My colleague on the Counterterrorism Blog, Zachary Abuza gives a good summary of some of the other ties: Ramzi Yousef, who was involved in the first World Trade Center bombing and the mastermind of an elaborate scheme to down airliners and kill the Pope John Paul II in Manila; and the links of Mohammad Jamal Khalifa, Osama bin Laden's brother-in-law, to the plot while head of the IIRO in the Philippines.

It would seem that all of that would have been ample reason to designate the IIRO, in its entirety, some time ago. That it is happening now gives more sorrow than joy, showing how slow the going is against Islamist groups that can and have been clearly identified a long time ago.
POSTED BY DOUGLAS FARAH
By Holding its Own, Hezbollah Shows Difficulties Ahead
By holding out two weeks longer than the nations that attacked Israel during the Six-Day War, Hezbollah has proven itself to be a formidable military force that has spent recent years increasing its wartime capacity and training even as it was projecting a more moderate image of a party in government.

Granted, the military success to date is built partly on the willingness to hide among the civilian population, in part giving rise to the horrendous civilian toll in the conflict. Nor is Hezbollah capable or seeking to destroy the nation of Israel. Its objectives and means are more limited than the more grandiose plans of previous nations to wage war there.

But when the dust clears at the end of each day, Hezbollah is there, against one of the most formidable armies in the world, fighting on familiar terrain, not far from home.

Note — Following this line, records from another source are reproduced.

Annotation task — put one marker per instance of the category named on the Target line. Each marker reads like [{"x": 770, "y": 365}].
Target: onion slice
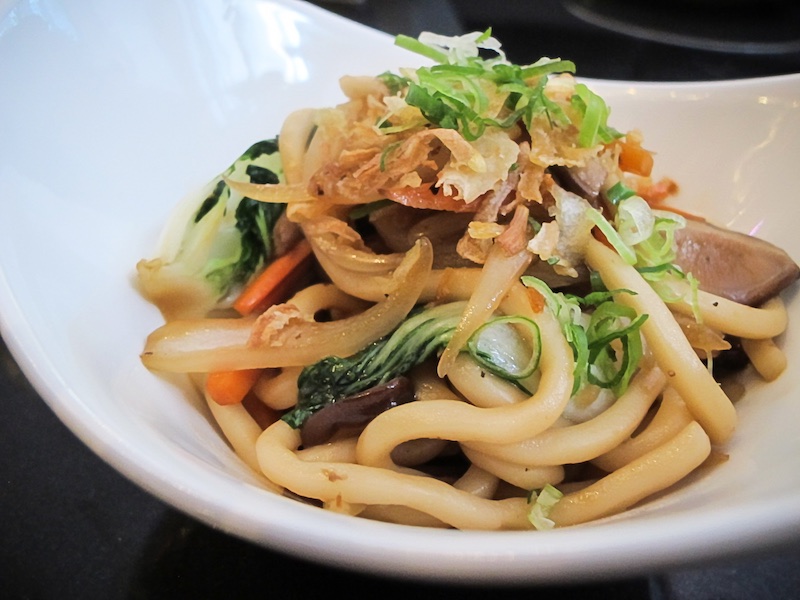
[
  {"x": 499, "y": 273},
  {"x": 205, "y": 345}
]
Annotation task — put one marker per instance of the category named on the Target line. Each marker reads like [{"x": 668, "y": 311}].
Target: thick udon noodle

The double game was not unknown to Israel and others watching the region, but the amount of arms amassed, the constant upgrades of the group's capacity and the training show the dangers that non-state actors pose, especially if they enjoy a high level of state support. These groups often fare better than state militaries, have more flexibility and the ability to break down into small, self-contained units that are not bound by the rules and conventions of states.

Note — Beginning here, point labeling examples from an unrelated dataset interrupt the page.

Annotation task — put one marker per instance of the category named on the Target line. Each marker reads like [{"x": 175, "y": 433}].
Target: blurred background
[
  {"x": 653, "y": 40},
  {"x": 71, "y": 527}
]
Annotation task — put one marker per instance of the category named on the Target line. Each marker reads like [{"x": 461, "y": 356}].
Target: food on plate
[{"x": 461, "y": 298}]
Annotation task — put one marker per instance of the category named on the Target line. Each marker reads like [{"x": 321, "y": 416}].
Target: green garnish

The skill of formidable groups like Hezbollah, the Revolutionary Armed Forces of Colombia (FARC) and other groups-perhaps even including the core al Qaeda group- is often underestimated in calculating the groups' capacity and capability.

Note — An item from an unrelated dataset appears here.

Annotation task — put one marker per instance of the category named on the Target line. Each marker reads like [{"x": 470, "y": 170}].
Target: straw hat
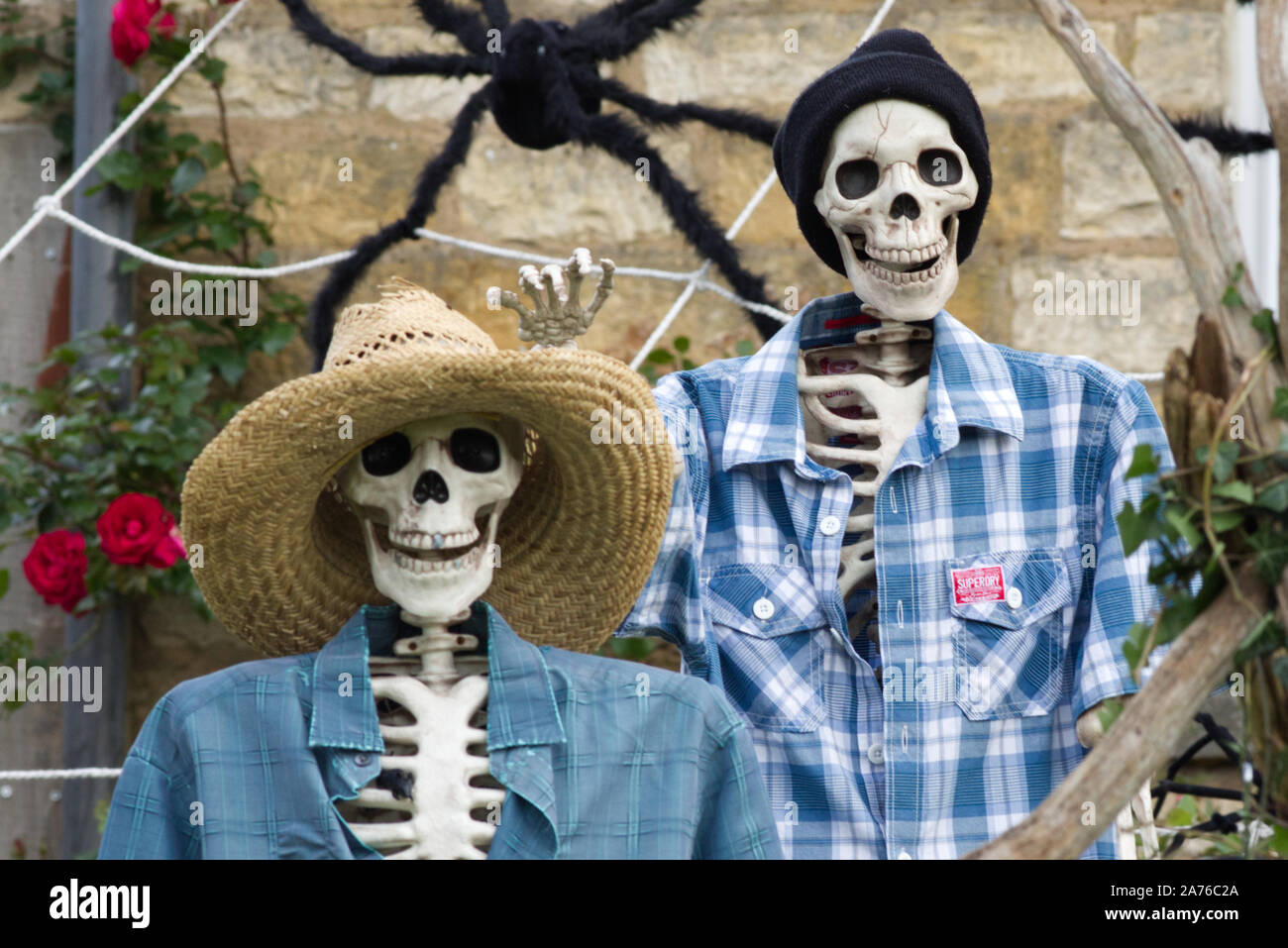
[{"x": 283, "y": 562}]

The ability of these groups to raise, manage and hide large streams of revenue, engage in political games and build clandestine structures is routinely downplayed, on the assumption that somehow these groups do not have the personnel or intelligence to engage in these types of sophisticated strategies. And routinely these groups surprise with the strength and capabilities.

Hezbollah's ability to endure the Israeli pounding is also projecting an image of heroism in the Shi'ite world, a sign that the IDF is not invincible, that standing and fighting is an option. And that is a dangerous precedent both for the region and groups beyond the Middle East who may want to test the reactions of states. We are woefully unprepared to deal with the challenge.